それが通称「トトロ街道」と言われ、樹木に囲まれ、木漏れ日が洩れた細い道なんだけれど、いかにも健康的で、不思議な世界観というわけ。

千早口駅(南海電気鉄道高野線)は、駅名からは千早赤阪村へのルートの一つに思えるが、同村千早への公共交通はなく、道路で8km以上離れている。

その千早赤阪村(ちはやあかさかむら)は、大阪府南河内地域にあり南河内郡に属してはいるが、大阪府で唯一の村であり人口が最も少ない。

また、楠木正成の出身地として知られ、役行者が修行したと言われる金剛山や、棚田などの自然に囲まれた、歴史と観光の村である。

そのキャッチフレーズも、「一冊の絵本のような村」としており、道の旅人はそんな宮崎ワールドに入っていった。


鎌倉時代末期より南北朝時代に存在した、楠木正成の城が下赤坂城で、標高185.7メートル、比高61.4メートル。

遺構はほとんど残っておらず、現在の千早赤阪村役場裏手付近が主郭(本丸)であったとされる。

 

元弘元年(1331年)、倒幕計画が発覚した後醍醐天皇が笠置山で挙兵すると、楠木正成もこれに呼応して当地で挙兵。

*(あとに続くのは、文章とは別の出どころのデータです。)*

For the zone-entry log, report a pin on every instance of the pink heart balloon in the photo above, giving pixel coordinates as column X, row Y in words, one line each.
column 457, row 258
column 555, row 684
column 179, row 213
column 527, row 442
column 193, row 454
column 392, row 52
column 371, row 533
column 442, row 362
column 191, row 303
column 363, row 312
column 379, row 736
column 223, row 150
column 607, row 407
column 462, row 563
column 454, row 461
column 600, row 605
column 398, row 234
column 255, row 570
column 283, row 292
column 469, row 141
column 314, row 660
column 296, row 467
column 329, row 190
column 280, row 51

熱湯や二重塀の活用、大木の投下等の奇策を用いて鎌倉幕府軍を翻弄したと伝えられるが、にわか造りの下赤坂城は大軍の攻撃に耐え切れずに落城、正成は金剛山に潜伏した。

翌元弘2年(1332年)になると、正成が当城を奪還して再挙兵したものの落城し、楠木軍は上赤坂城・千早城に後退して抗戦を続けた。

上の画像の左側が下赤阪城阯で、右側が南北朝時代の軍記物語『太平記』に、「かの赤坂の城と申すは、東一方こそ山田の畔、重々高く、少し難所の様なれ、三方はみな平地に続きたるを・・・」と記される歴史ある棚田が下赤阪の棚田

とすれば、少なくとも室町時代にはこの地には棚田が築かれていたことになり、 村の主要産業は農林業で、中山間地域の地形を利用した棚田が室町時代の古くから形成されていたのだ。

その棚田とは、山の斜面や谷間の傾斜地に、階段状に造られている水田のことで、小さいものまで数えれば千枚にも達することから「千枚田」ともいわれているんよ。

春には「水を引き込んだ棚田」、夏には「青々とした棚田」、秋には「黄金色の稲穂が波打つ棚田」、冬には「雪化粧をした棚田」というように四季折々の美しい姿を見せてくれます。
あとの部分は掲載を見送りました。